The logo is structured on a group of five grids based on the Campidoglio’s Square one. This square was designed by Michelangelo inspired by the antique ‘belly-bottom stone’ that was the aim of the pilgrims who converged there from all over the world. It is a metaphor of centrality, and of conveying of cultures. The golden section, a magical and harmonic shape is the key of my logo. There are several ways of compose, connect, decompose and combine the elements which these grids potentially offer. The construction of the logo became visible and an active part of it like shining radiuses and network of connection between the continents.
One of the most engaging atmosphere in Rome is given by the colors. The great part of the historical city centre is built with marble or travertine that reflect the color of the environmental light. The most enjoyable colorful moment in the day is the sunshine, when the city is completely immersed in this warm and shiny tones. Furthermore, Rome is a city in which is not simple to do invasive architectural modification in order to promote and give visibility at the Olympics. For these reasons I chose that colours and I decided to do a minimum modification with a great atmosphere result: the projection on the historical monuments.

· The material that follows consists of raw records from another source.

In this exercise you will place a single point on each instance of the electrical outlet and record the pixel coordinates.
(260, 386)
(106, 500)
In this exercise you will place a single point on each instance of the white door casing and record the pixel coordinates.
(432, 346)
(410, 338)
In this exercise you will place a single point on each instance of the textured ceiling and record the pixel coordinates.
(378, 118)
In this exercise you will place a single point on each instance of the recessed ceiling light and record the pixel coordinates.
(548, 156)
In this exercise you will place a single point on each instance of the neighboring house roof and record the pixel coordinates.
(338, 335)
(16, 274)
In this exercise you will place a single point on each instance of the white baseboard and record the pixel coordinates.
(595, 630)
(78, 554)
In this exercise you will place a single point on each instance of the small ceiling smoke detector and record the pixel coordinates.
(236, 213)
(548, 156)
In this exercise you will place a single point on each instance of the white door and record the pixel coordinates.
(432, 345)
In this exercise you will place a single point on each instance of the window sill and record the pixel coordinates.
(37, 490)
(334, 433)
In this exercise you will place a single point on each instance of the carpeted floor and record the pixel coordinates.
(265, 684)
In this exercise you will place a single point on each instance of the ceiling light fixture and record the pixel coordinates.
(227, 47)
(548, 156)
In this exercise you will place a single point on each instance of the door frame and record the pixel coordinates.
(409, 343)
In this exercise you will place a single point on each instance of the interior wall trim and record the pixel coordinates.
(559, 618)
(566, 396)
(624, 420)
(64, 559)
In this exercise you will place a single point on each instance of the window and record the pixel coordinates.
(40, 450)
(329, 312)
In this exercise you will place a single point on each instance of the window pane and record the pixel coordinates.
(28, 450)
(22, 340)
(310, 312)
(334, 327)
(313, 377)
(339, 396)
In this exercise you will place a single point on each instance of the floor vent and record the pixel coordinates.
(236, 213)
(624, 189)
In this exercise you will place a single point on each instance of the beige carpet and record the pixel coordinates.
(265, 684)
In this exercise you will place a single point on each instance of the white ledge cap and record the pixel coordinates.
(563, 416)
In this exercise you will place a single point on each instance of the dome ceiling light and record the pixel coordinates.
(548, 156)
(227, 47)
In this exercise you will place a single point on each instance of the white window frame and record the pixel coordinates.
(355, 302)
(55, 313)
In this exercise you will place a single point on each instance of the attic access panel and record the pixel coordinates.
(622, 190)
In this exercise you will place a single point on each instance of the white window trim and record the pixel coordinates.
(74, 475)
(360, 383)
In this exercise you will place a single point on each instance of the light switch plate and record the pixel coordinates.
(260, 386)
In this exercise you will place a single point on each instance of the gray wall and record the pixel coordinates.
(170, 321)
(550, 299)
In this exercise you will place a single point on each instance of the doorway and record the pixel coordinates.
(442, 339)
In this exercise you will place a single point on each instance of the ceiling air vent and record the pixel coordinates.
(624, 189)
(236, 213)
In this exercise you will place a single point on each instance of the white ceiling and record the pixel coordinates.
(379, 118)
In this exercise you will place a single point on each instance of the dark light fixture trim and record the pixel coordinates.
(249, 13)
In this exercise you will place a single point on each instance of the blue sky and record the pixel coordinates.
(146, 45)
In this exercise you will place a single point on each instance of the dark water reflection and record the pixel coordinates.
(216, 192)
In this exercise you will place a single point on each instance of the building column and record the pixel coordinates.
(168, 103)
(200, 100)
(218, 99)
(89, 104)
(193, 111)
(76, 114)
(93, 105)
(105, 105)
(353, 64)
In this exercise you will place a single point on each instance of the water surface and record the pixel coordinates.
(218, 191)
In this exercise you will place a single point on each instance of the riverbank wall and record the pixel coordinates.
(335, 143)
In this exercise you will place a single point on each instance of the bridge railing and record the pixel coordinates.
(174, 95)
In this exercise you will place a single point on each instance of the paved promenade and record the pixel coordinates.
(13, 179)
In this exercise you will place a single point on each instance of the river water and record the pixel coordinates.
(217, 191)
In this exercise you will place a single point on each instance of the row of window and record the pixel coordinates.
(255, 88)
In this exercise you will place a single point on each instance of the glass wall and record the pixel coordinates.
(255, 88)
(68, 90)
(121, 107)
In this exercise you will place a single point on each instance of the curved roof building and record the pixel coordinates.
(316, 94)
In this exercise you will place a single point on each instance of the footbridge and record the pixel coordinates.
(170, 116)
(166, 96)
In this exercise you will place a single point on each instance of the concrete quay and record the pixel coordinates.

The components of the icons are designed on the same grid of the logo and a bit adjusted to be legible and coherent. The heads of the men remember the dot of “i” in the antique marble engravings done by a tracing tool with a particular section shape. I used a lot these icons to do the merchandise items, the posters, the flags, the stamps, etc.
The icons are also divided in categories based on their field’s discipline. For each of these fields I used a tone of the “sunshine in Rome” color palette I made. These colors are bright, full, energic and in a summer mood. The tickets are made based on this categorization, with a customized hologram and a QRcode to view in Google Maps where each competition will take place.
The medals are designed on the same grid, but using a more traditional approach, they remind more closely the Campidoglio’s Square.